Dengan dekapan lembut tangan nenek Chen... sang cucu pun tertidur lelap. Melalui sentuhan lembut itu... mampu mengusir rasa khawatir di hati Jin young.
'Bukankah ini sudah terlalu lama...apakah Jin young dapat merasakan hal-hal yang indah lagi?? Sungguh...anak yang malang, dia terlalu banyak merasakan hal yang tidak seharusnya...' ujar sang nenek dalam hati.

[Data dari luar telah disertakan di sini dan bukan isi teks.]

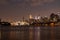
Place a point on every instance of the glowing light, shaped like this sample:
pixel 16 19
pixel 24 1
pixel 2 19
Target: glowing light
pixel 30 17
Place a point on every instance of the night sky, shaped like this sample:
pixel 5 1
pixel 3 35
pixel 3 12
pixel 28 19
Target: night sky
pixel 16 9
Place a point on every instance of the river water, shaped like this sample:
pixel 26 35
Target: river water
pixel 30 33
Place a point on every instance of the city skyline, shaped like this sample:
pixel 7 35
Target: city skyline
pixel 16 9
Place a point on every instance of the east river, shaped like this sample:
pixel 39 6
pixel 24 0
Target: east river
pixel 30 33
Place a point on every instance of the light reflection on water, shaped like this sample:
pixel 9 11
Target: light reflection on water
pixel 30 33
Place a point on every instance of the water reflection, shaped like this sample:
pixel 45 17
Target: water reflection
pixel 30 33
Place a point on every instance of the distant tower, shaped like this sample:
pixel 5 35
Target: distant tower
pixel 30 16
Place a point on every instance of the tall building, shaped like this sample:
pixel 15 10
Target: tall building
pixel 30 16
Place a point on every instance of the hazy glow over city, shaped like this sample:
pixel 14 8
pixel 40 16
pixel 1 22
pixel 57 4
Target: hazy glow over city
pixel 16 9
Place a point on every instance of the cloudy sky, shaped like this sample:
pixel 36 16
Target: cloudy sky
pixel 16 9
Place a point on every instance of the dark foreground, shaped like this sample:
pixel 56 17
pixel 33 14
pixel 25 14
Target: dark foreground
pixel 30 33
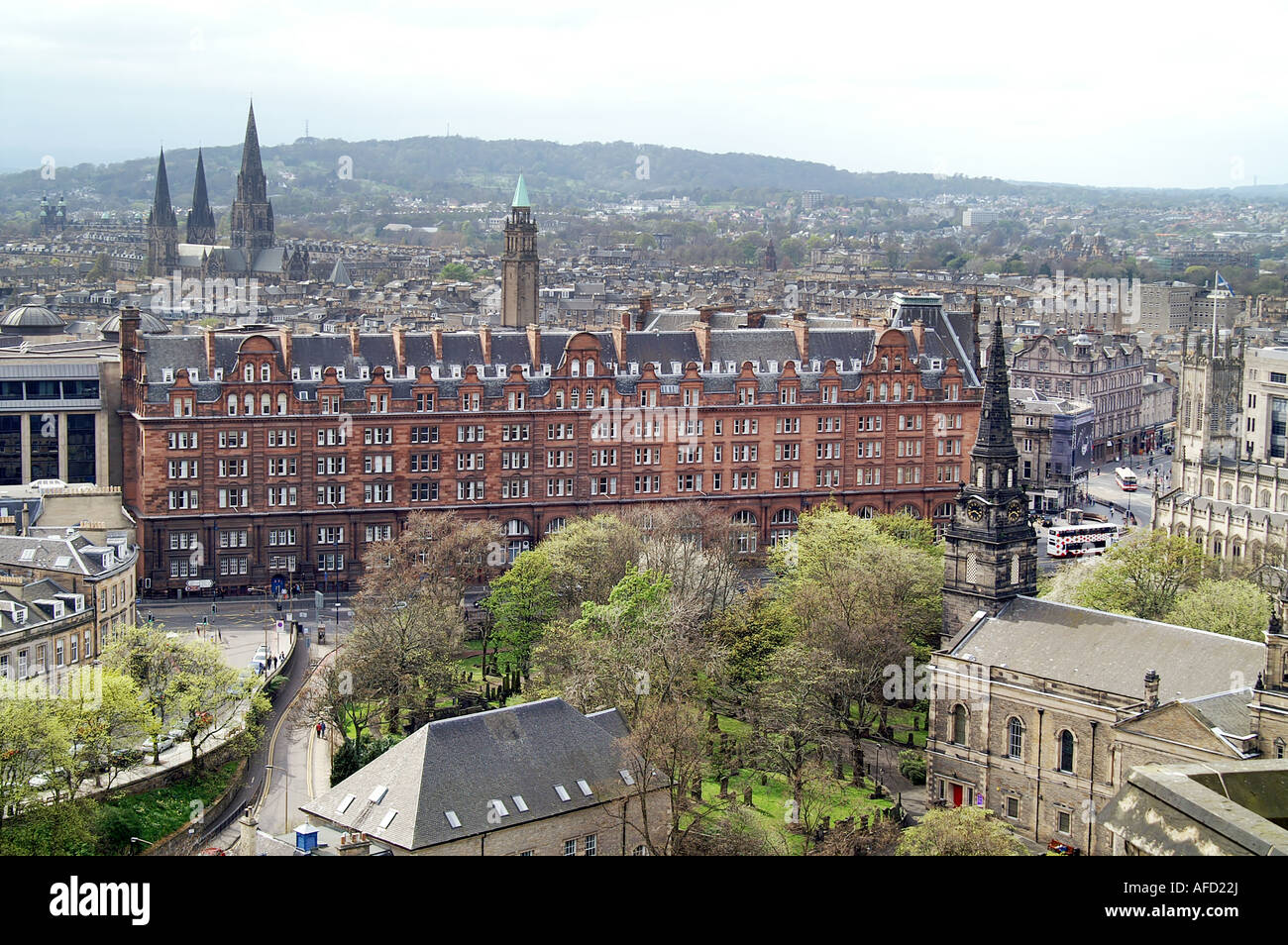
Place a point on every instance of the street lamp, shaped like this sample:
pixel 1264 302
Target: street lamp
pixel 286 795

'Pernahkah...kalian melihat sesuatu yang aneh?? Dia seperti itu karena kejadian 20 tahun yang lalu.'
'Hei...jangan asal bicara...sebenarnya dia anak yang baik. Sayang sekali hidupnya jadi seperti itu...karena itulah kenapa dia sekarang hanya hidup bersama dengan neneknya saja.'
'Benar...kasihan sekali, sungguh malang nasib anak itu...'
Setiap kali gunjingan orang seperti inilah... Kebanyakan dari mereka hanya tahu dari pandangan mata mereka. Alangkah baiknya...jika hidup yang kita jalani akan sesuai dengan keinginan kita?? Namun...bukan itu yang menjadi alasan bagi setiap orang, baik nenek Chen maupun Jin young pasti ingin hidup mereka baik-baik saja.
Mulut bukan diciptakan untuk bergunjing namun lidah yang membuat semua menjadi tajam bagaikan pisau atau belati. Namun...tanpa ada campur tangan dari Sang Pencipta...tidak mungkin kehidupan akan berjalan sesuai rencana.
Apakah benar...bahwa takdir juga menentukan masa depan?? Seperti bulan yang tercipta untuk sang malam... begitupun matahari yang tercipta untuk sang siang...mereka saling mengisi cahayanya untuk dibagikan. Jadi...untuk takdir dan masa depan, semua bisa berubah jika kita bersungguh-sungguh dalam menjalaninya.